No entanto, desde 1930 as representações populares vêm-se reduzindo drasticamente
(CARNEIRO, 1966, p. 283). A influência de culturas estrangeiras e a transformação de
festas religiosas em festas comerciais, principalmente o Natal e a Páscoa, estão desviando o
interesse de crianças e jovens por essas tradições para o presente do Papai Noel, para a
árvore de Natal ornada de neve, o ovo de Páscoa etc.
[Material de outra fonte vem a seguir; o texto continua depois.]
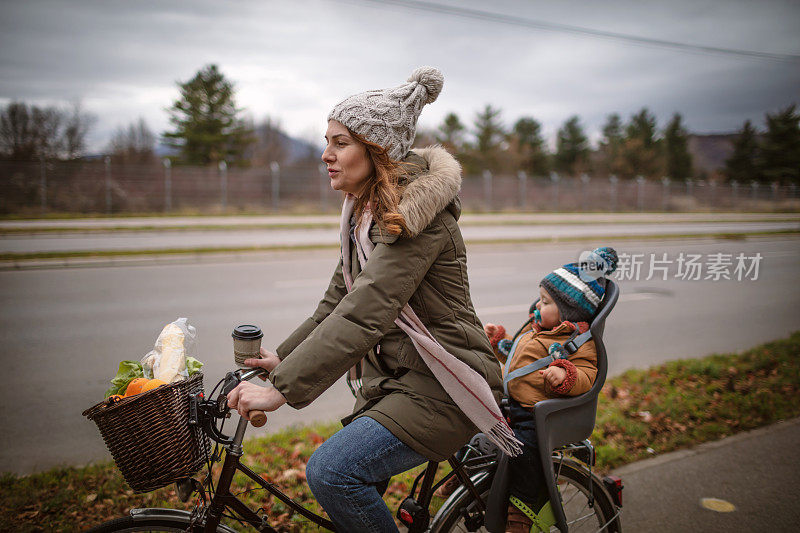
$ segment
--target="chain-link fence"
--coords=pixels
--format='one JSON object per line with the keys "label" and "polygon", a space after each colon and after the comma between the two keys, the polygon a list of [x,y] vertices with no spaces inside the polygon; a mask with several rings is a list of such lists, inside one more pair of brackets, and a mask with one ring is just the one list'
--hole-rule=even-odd
{"label": "chain-link fence", "polygon": [[[464,177],[470,211],[797,211],[795,184],[618,180],[615,177]],[[0,214],[335,212],[324,165],[185,167],[111,160],[0,162]]]}

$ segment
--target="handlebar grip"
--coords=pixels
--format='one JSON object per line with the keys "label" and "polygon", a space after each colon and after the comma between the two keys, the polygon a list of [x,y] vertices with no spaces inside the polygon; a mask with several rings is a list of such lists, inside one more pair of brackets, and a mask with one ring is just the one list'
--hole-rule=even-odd
{"label": "handlebar grip", "polygon": [[247,413],[253,427],[260,428],[267,423],[267,414],[264,411],[250,411]]}

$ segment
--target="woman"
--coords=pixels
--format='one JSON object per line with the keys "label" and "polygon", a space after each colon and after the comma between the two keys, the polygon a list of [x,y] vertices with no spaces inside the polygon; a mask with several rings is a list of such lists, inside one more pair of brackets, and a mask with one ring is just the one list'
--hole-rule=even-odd
{"label": "woman", "polygon": [[349,374],[353,414],[306,468],[339,531],[397,531],[381,499],[389,478],[445,460],[479,429],[511,442],[496,420],[500,368],[470,299],[456,223],[461,168],[440,147],[408,151],[442,84],[422,67],[330,113],[322,160],[331,187],[346,193],[339,265],[277,355],[250,360],[271,370],[274,388],[242,383],[228,395],[245,416],[299,409],[361,367]]}

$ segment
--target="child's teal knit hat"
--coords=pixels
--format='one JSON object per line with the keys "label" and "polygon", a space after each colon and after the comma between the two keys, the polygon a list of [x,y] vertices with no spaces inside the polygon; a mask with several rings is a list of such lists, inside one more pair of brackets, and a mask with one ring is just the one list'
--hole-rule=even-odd
{"label": "child's teal knit hat", "polygon": [[598,248],[581,254],[578,263],[569,263],[546,275],[539,284],[558,306],[561,318],[570,322],[590,322],[606,294],[606,276],[617,269],[617,252]]}

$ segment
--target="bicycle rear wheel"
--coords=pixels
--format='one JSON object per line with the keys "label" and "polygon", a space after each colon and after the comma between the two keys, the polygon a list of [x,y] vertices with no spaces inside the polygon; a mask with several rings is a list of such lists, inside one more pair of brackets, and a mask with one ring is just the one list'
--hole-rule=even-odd
{"label": "bicycle rear wheel", "polygon": [[[558,472],[558,486],[570,533],[595,532],[606,524],[608,525],[603,531],[621,531],[619,518],[615,517],[614,504],[597,477],[590,475],[585,467],[569,460],[564,460],[560,464],[557,462],[554,467]],[[491,478],[481,480],[476,486],[484,502],[487,500],[490,486]],[[593,505],[590,505],[591,497]],[[432,531],[486,532],[486,528],[482,526],[482,518],[476,518],[476,515],[475,500],[469,493],[462,494],[458,501],[449,506],[447,514],[435,521]],[[480,523],[481,527],[476,529],[476,522]],[[550,531],[557,532],[558,528],[553,526]]]}
{"label": "bicycle rear wheel", "polygon": [[[186,531],[203,533],[204,526],[201,524],[195,524],[192,529],[189,529],[190,519],[188,515],[166,516],[165,514],[155,513],[156,511],[169,511],[166,509],[146,509],[144,511],[154,511],[154,514],[152,516],[139,515],[115,518],[93,527],[87,533],[182,533]],[[218,526],[217,533],[234,532],[225,526]]]}

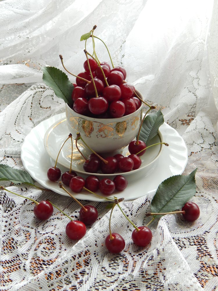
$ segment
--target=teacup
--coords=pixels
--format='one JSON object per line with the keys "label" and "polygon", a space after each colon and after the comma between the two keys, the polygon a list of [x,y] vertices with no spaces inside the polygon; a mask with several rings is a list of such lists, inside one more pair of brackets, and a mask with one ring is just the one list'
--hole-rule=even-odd
{"label": "teacup", "polygon": [[[136,91],[142,99],[142,94]],[[98,118],[77,113],[66,104],[68,129],[75,139],[79,132],[92,150],[98,153],[117,151],[128,145],[137,135],[142,118],[143,103],[135,112],[117,118]],[[83,144],[80,140],[78,143]]]}

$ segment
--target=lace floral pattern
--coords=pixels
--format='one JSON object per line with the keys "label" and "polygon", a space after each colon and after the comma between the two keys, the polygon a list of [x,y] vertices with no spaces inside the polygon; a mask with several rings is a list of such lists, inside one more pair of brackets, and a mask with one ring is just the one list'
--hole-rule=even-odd
{"label": "lace floral pattern", "polygon": [[[198,168],[192,200],[201,211],[193,223],[176,215],[155,220],[150,225],[151,245],[143,249],[133,244],[132,227],[115,207],[111,227],[126,246],[113,255],[104,245],[110,214],[106,203],[88,202],[97,209],[98,220],[82,239],[72,242],[65,232],[69,219],[58,210],[40,221],[33,215],[32,202],[2,190],[2,290],[217,290],[218,99],[217,65],[212,62],[217,64],[217,3],[191,2],[181,1],[179,9],[167,0],[135,1],[134,7],[130,1],[86,1],[83,8],[68,0],[61,5],[43,0],[1,2],[0,163],[23,169],[25,137],[41,121],[64,112],[62,100],[42,82],[40,69],[60,68],[58,56],[62,53],[70,70],[83,70],[84,43],[79,40],[92,28],[88,19],[111,48],[115,63],[126,68],[129,81],[148,102],[162,109],[165,121],[185,141],[189,160],[184,174]],[[107,60],[101,45],[99,57]],[[13,74],[10,69],[4,70],[4,65],[14,64]],[[78,217],[79,208],[70,197],[8,182],[0,185],[38,201],[49,199]],[[121,203],[137,225],[151,219],[145,214],[154,194]]]}

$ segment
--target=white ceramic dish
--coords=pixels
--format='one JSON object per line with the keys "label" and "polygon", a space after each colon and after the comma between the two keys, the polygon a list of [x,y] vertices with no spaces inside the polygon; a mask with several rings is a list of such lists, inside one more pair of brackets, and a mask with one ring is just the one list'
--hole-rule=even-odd
{"label": "white ceramic dish", "polygon": [[[45,134],[44,140],[45,148],[49,155],[54,160],[54,164],[55,163],[60,149],[70,133],[67,131],[66,123],[65,118],[61,118],[52,125]],[[163,141],[163,139],[161,133],[159,132],[159,135],[153,139],[147,145],[148,146],[150,144],[160,142],[161,139],[162,140],[162,141]],[[87,173],[84,171],[83,165],[85,160],[82,157],[76,148],[75,140],[73,140],[73,154],[72,167],[72,170],[77,173],[80,173],[85,175],[93,175],[92,173]],[[82,146],[78,145],[78,146],[80,150],[82,152],[84,148]],[[134,173],[136,173],[138,172],[145,170],[146,168],[147,172],[149,171],[152,171],[157,165],[158,159],[160,156],[163,147],[165,146],[162,145],[158,145],[148,148],[144,155],[141,157],[142,165],[139,168],[131,172],[119,172],[119,173],[124,176],[126,176],[132,174],[133,172]],[[58,160],[58,162],[59,165],[61,165],[68,170],[69,169],[70,166],[72,148],[71,140],[69,139],[63,146]],[[91,151],[86,150],[85,151],[85,154],[86,154],[85,156],[87,157],[87,154],[91,153]],[[118,152],[122,154],[124,156],[127,156],[130,154],[128,151],[128,146],[114,152],[114,153]],[[103,156],[105,157],[105,155]],[[118,173],[116,173],[116,174],[118,175]],[[100,172],[95,174],[94,175],[96,176],[99,176],[99,178],[101,176],[105,176],[105,174]],[[107,175],[107,176],[108,177],[114,176],[114,174]]]}
{"label": "white ceramic dish", "polygon": [[[48,129],[58,120],[64,119],[65,117],[65,113],[52,116],[33,128],[24,140],[21,148],[21,157],[24,168],[33,179],[45,188],[67,196],[57,183],[48,179],[47,171],[54,166],[54,162],[46,150],[43,142]],[[67,132],[67,129],[66,130]],[[128,177],[128,184],[125,190],[115,192],[113,196],[118,198],[124,197],[126,200],[138,198],[156,189],[167,178],[183,172],[188,160],[187,151],[184,141],[176,130],[165,123],[160,127],[159,130],[164,141],[169,146],[163,147],[155,171],[146,173],[146,170],[145,172],[142,170],[133,172]],[[67,170],[61,165],[59,167],[62,172]],[[85,191],[74,195],[78,199],[104,201]]]}

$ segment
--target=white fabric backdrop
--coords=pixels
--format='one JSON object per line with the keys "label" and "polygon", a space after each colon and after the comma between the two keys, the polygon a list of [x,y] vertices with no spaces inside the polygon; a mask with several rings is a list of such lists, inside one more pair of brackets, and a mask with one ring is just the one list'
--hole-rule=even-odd
{"label": "white fabric backdrop", "polygon": [[[145,249],[132,244],[132,227],[115,210],[113,231],[126,244],[115,255],[104,245],[109,214],[105,203],[91,203],[99,219],[75,243],[66,238],[68,219],[59,212],[39,222],[29,200],[1,191],[1,290],[218,290],[217,1],[8,0],[0,7],[1,163],[22,168],[25,136],[64,111],[63,102],[43,83],[41,69],[62,69],[61,54],[69,70],[82,71],[80,37],[96,24],[95,34],[114,63],[125,67],[128,80],[162,108],[165,121],[184,139],[189,153],[184,173],[198,168],[192,200],[201,210],[191,225],[176,216],[155,221]],[[101,43],[96,45],[99,58],[108,61]],[[69,198],[29,187],[10,189],[38,201],[49,198],[78,215]],[[149,221],[144,214],[154,194],[121,203],[137,225]]]}

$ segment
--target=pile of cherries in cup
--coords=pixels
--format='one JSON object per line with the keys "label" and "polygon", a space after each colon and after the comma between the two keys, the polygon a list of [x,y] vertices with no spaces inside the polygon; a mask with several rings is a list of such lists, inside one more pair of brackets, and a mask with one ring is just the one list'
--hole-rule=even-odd
{"label": "pile of cherries in cup", "polygon": [[92,117],[117,118],[139,108],[141,102],[135,96],[134,86],[125,81],[126,72],[124,68],[111,69],[106,62],[100,63],[99,66],[94,58],[88,60],[89,66],[87,60],[83,64],[85,72],[78,74],[74,84],[72,98],[74,111]]}

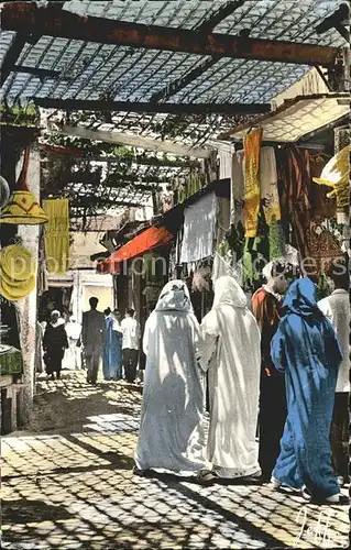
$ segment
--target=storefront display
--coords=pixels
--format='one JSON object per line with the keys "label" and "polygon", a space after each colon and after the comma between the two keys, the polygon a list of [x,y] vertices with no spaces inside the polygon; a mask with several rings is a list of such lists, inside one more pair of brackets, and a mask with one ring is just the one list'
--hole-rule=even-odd
{"label": "storefront display", "polygon": [[24,226],[37,226],[48,221],[47,216],[41,208],[34,195],[29,190],[28,169],[31,150],[24,151],[23,166],[9,201],[4,206],[0,216],[0,223],[14,223]]}

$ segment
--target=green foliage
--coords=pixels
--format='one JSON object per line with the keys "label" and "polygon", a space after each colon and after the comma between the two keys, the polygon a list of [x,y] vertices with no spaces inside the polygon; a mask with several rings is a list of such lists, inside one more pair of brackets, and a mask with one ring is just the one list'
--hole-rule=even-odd
{"label": "green foliage", "polygon": [[9,107],[7,103],[1,103],[0,123],[19,127],[39,127],[40,112],[32,103],[29,103],[26,107]]}

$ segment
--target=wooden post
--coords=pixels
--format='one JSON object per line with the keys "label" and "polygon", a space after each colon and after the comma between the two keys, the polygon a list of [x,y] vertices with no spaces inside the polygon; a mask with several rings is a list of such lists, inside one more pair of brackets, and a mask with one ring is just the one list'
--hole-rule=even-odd
{"label": "wooden post", "polygon": [[[351,143],[351,129],[348,127],[334,129],[334,154]],[[338,223],[342,224],[342,244],[350,249],[350,207],[337,211]]]}
{"label": "wooden post", "polygon": [[[22,160],[17,166],[18,173],[22,168]],[[40,153],[31,151],[28,185],[30,190],[39,198],[40,196]],[[37,263],[39,257],[39,226],[19,226],[18,231],[23,245],[31,252]],[[23,355],[23,411],[21,422],[25,424],[30,413],[35,393],[35,337],[36,337],[36,283],[32,293],[17,302],[20,318],[20,339]]]}

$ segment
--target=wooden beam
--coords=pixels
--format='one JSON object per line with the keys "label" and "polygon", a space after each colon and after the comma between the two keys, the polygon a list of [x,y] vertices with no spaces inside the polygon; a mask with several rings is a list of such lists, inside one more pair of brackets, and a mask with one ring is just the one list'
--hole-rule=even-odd
{"label": "wooden beam", "polygon": [[[175,91],[174,91],[175,94]],[[161,98],[160,98],[161,99]],[[155,103],[106,101],[95,99],[33,98],[36,106],[63,111],[122,111],[165,114],[263,114],[271,111],[270,103]]]}
{"label": "wooden beam", "polygon": [[191,31],[125,21],[77,15],[36,2],[8,2],[2,7],[2,29],[36,35],[116,44],[123,46],[186,52],[242,59],[333,66],[337,47],[249,38],[230,34]]}
{"label": "wooden beam", "polygon": [[221,22],[224,21],[229,15],[234,13],[238,8],[241,8],[248,0],[237,0],[235,2],[227,2],[220,8],[218,8],[217,11],[211,13],[211,15],[202,21],[202,23],[196,28],[197,31],[200,31],[202,33],[210,33],[212,32],[216,26]]}
{"label": "wooden beam", "polygon": [[152,138],[142,138],[140,135],[131,135],[122,132],[107,131],[107,130],[89,130],[83,127],[63,125],[58,130],[64,135],[74,135],[84,140],[103,141],[107,143],[118,143],[120,145],[130,145],[132,147],[140,147],[147,151],[157,151],[164,153],[173,153],[179,156],[194,156],[195,158],[208,158],[211,150],[190,147],[173,143],[168,141],[157,141]]}
{"label": "wooden beam", "polygon": [[[201,33],[212,32],[213,29],[216,29],[216,26],[221,21],[227,19],[228,15],[231,15],[243,3],[245,3],[245,0],[238,0],[235,2],[227,2],[226,4],[221,6],[215,13],[211,13],[211,15],[208,19],[202,21],[202,23],[199,26],[197,26],[196,30],[201,32]],[[201,63],[200,65],[198,65],[194,69],[189,70],[180,78],[177,78],[173,82],[169,82],[167,86],[162,88],[162,90],[154,94],[150,98],[150,101],[157,102],[157,101],[171,98],[172,96],[174,96],[178,91],[186,88],[189,84],[191,84],[194,80],[196,80],[199,76],[204,75],[208,69],[210,69],[213,65],[216,65],[216,63],[218,61],[219,61],[219,57],[216,57],[216,56],[213,56],[211,59],[205,59],[204,63]]]}
{"label": "wooden beam", "polygon": [[97,197],[94,195],[94,197],[75,197],[72,202],[69,202],[69,206],[72,208],[87,208],[87,207],[96,207],[96,208],[103,208],[105,206],[114,206],[114,207],[120,207],[120,206],[125,206],[130,208],[140,208],[145,205],[142,202],[131,202],[128,200],[119,200],[119,199],[103,199],[102,197]]}
{"label": "wooden beam", "polygon": [[12,40],[11,46],[7,51],[7,54],[4,56],[4,59],[1,65],[1,70],[0,70],[0,86],[2,86],[10,75],[11,70],[13,70],[13,66],[18,58],[21,55],[21,52],[23,47],[25,46],[25,36],[18,34],[14,36]]}
{"label": "wooden beam", "polygon": [[218,56],[211,57],[210,59],[205,59],[200,65],[189,70],[189,73],[186,73],[186,75],[184,75],[183,77],[178,78],[177,80],[174,80],[173,82],[169,82],[167,86],[162,88],[162,90],[156,91],[156,94],[154,94],[150,98],[150,102],[156,103],[157,101],[166,100],[167,98],[175,96],[175,94],[186,88],[190,82],[196,80],[199,76],[204,75],[206,70],[213,67],[213,65],[216,65],[218,61],[219,61]]}
{"label": "wooden beam", "polygon": [[58,78],[61,76],[61,70],[48,70],[37,67],[25,67],[23,65],[14,65],[14,67],[12,67],[11,70],[13,70],[14,73],[26,73],[29,75],[39,76],[40,78]]}
{"label": "wooden beam", "polygon": [[[217,143],[213,143],[213,148],[216,148]],[[40,143],[40,148],[46,151],[47,153],[54,153],[56,155],[69,155],[74,158],[80,158],[81,161],[90,161],[97,163],[110,163],[110,164],[121,164],[125,162],[123,156],[87,156],[87,152],[84,148],[73,148],[64,147],[62,145],[48,145],[47,143]],[[135,155],[132,158],[132,164],[138,164],[141,166],[160,166],[160,167],[174,167],[174,168],[198,168],[200,163],[198,161],[187,161],[183,158],[158,158],[157,156],[142,156]]]}

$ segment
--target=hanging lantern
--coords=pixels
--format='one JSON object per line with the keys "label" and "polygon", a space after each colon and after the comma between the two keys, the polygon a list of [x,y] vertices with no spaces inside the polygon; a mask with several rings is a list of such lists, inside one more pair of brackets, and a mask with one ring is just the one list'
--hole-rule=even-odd
{"label": "hanging lantern", "polygon": [[48,221],[34,195],[29,190],[26,176],[30,163],[30,147],[24,152],[23,166],[9,202],[1,210],[0,223],[39,226]]}

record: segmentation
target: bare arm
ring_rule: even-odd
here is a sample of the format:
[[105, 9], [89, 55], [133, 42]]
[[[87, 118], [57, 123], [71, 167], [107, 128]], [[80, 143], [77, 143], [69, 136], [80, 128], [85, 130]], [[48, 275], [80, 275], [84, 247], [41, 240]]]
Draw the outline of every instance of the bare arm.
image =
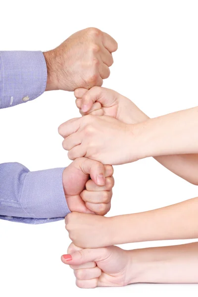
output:
[[110, 226], [116, 226], [109, 233], [113, 244], [198, 238], [198, 213], [196, 198], [153, 210], [108, 218]]
[[111, 246], [76, 247], [63, 263], [74, 270], [80, 288], [118, 287], [136, 283], [198, 283], [198, 243], [125, 250]]
[[198, 283], [198, 243], [130, 252], [136, 272], [132, 283]]
[[198, 238], [198, 213], [197, 198], [153, 210], [111, 217], [72, 212], [67, 216], [65, 227], [74, 244], [83, 248], [194, 239]]
[[[131, 100], [112, 90], [99, 87], [88, 91], [79, 89], [75, 91], [75, 95], [77, 98], [76, 104], [82, 115], [89, 113], [108, 115], [131, 124], [145, 122], [149, 118]], [[85, 104], [86, 112], [81, 109]], [[198, 154], [160, 155], [154, 158], [177, 175], [198, 185]]]

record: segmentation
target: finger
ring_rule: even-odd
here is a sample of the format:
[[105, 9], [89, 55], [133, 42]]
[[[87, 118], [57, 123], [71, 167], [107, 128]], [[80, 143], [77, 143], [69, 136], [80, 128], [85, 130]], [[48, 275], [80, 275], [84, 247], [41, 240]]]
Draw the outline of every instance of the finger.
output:
[[102, 88], [94, 87], [82, 96], [81, 109], [84, 112], [91, 109], [93, 103], [100, 97], [102, 91]]
[[110, 75], [110, 69], [108, 66], [101, 62], [99, 66], [99, 73], [101, 77], [103, 79], [108, 78]]
[[62, 147], [66, 150], [69, 150], [73, 148], [78, 146], [82, 142], [82, 134], [77, 132], [66, 137], [62, 142]]
[[76, 158], [84, 157], [87, 153], [87, 150], [82, 145], [76, 146], [68, 152], [67, 155], [70, 160], [75, 160]]
[[81, 265], [88, 262], [100, 261], [109, 255], [109, 249], [105, 248], [85, 248], [71, 254], [63, 255], [61, 260], [65, 264]]
[[[65, 219], [66, 218], [66, 217], [65, 217]], [[77, 246], [76, 246], [76, 245], [74, 245], [74, 243], [71, 243], [69, 245], [68, 248], [67, 248], [67, 253], [71, 253], [72, 252], [77, 251], [77, 250], [81, 250], [81, 249], [83, 249], [81, 248], [77, 247]]]
[[96, 262], [88, 262], [81, 265], [70, 265], [69, 267], [74, 270], [84, 268], [94, 268], [96, 266]]
[[78, 279], [76, 280], [76, 285], [82, 289], [94, 289], [98, 286], [98, 278], [81, 281]]
[[92, 115], [97, 115], [98, 116], [101, 116], [101, 115], [104, 115], [104, 111], [103, 109], [100, 108], [100, 109], [98, 109], [98, 110], [95, 110], [95, 111], [92, 111], [92, 112], [90, 113], [89, 111], [88, 112], [83, 112], [80, 110], [80, 113], [82, 115], [82, 116], [84, 115], [87, 115], [87, 114], [92, 114]]
[[[67, 253], [70, 254], [74, 252], [77, 250], [82, 249], [81, 248], [77, 247], [73, 243], [71, 243], [67, 249]], [[81, 265], [69, 265], [72, 269], [80, 269], [81, 268], [94, 268], [96, 266], [96, 262], [88, 262]]]
[[82, 118], [76, 118], [67, 121], [58, 127], [58, 133], [65, 138], [70, 134], [76, 132], [80, 128]]
[[105, 165], [105, 177], [109, 177], [113, 174], [113, 168], [111, 165]]
[[94, 192], [84, 190], [80, 194], [83, 201], [94, 203], [108, 203], [110, 201], [112, 195], [111, 190]]
[[66, 201], [69, 209], [71, 212], [77, 211], [82, 213], [95, 213], [94, 212], [90, 210], [86, 207], [85, 202], [78, 195], [66, 198]]
[[113, 63], [113, 59], [111, 53], [104, 47], [101, 49], [100, 57], [102, 62], [108, 67], [110, 67]]
[[101, 274], [101, 269], [98, 267], [74, 270], [74, 275], [78, 280], [82, 281], [91, 280], [99, 277]]
[[82, 97], [88, 92], [87, 89], [79, 88], [74, 91], [74, 96], [76, 98], [82, 98]]
[[78, 108], [81, 109], [81, 105], [82, 105], [82, 99], [81, 98], [77, 98], [76, 99], [76, 105], [77, 106]]
[[103, 84], [103, 80], [99, 74], [99, 64], [97, 69], [95, 70], [97, 74], [95, 74], [88, 79], [89, 89], [91, 89], [95, 86], [101, 87]]
[[[82, 104], [81, 104], [82, 105]], [[93, 104], [92, 107], [88, 111], [83, 112], [85, 114], [85, 115], [86, 114], [89, 114], [92, 112], [93, 111], [95, 111], [95, 110], [98, 110], [98, 109], [101, 109], [101, 105], [99, 102], [95, 102]]]
[[103, 186], [99, 187], [95, 182], [89, 180], [87, 182], [86, 188], [87, 191], [110, 191], [114, 185], [114, 180], [113, 177], [106, 177], [105, 179], [105, 185]]
[[111, 208], [111, 203], [94, 203], [90, 202], [86, 202], [85, 205], [90, 210], [94, 211], [96, 214], [99, 215], [104, 215]]
[[110, 52], [113, 52], [117, 50], [118, 44], [111, 36], [103, 32], [103, 44], [104, 47]]
[[80, 167], [84, 173], [90, 175], [96, 185], [99, 186], [105, 185], [105, 167], [101, 163], [86, 158]]

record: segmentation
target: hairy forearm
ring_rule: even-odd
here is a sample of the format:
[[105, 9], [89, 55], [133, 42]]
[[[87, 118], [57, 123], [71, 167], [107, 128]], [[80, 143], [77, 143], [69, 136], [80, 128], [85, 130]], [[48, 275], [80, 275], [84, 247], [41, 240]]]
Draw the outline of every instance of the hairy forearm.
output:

Assim, representações tradicionais,
antes comuns nos centros e interiores das cidades, limitam-se a poucas cidades do interior
de algumas regiões do país, mormente o Norte e Nordeste.
Contudo, nas poucas representações pelo país, concentram-se ainda os mais variados
autos tradicionais. Folcloristas, como Edison Carneiro, tentam até mesmo sistematizar essas
representações populares, face à autonomia das variantes de cada auto (CARNEIRO, 1974,
p. 159). A nomenclatura dessas representações, também chamadas de folguedos populares,
é reduzida e repetitiva, causando confusão e rodeio por parte dos pesquisadores. E existe
um intenso intercâmbio de temas, de situações, de personagens, entre os vários autos e
entre cortejos, danças, romances e outras manifestações folclóricas.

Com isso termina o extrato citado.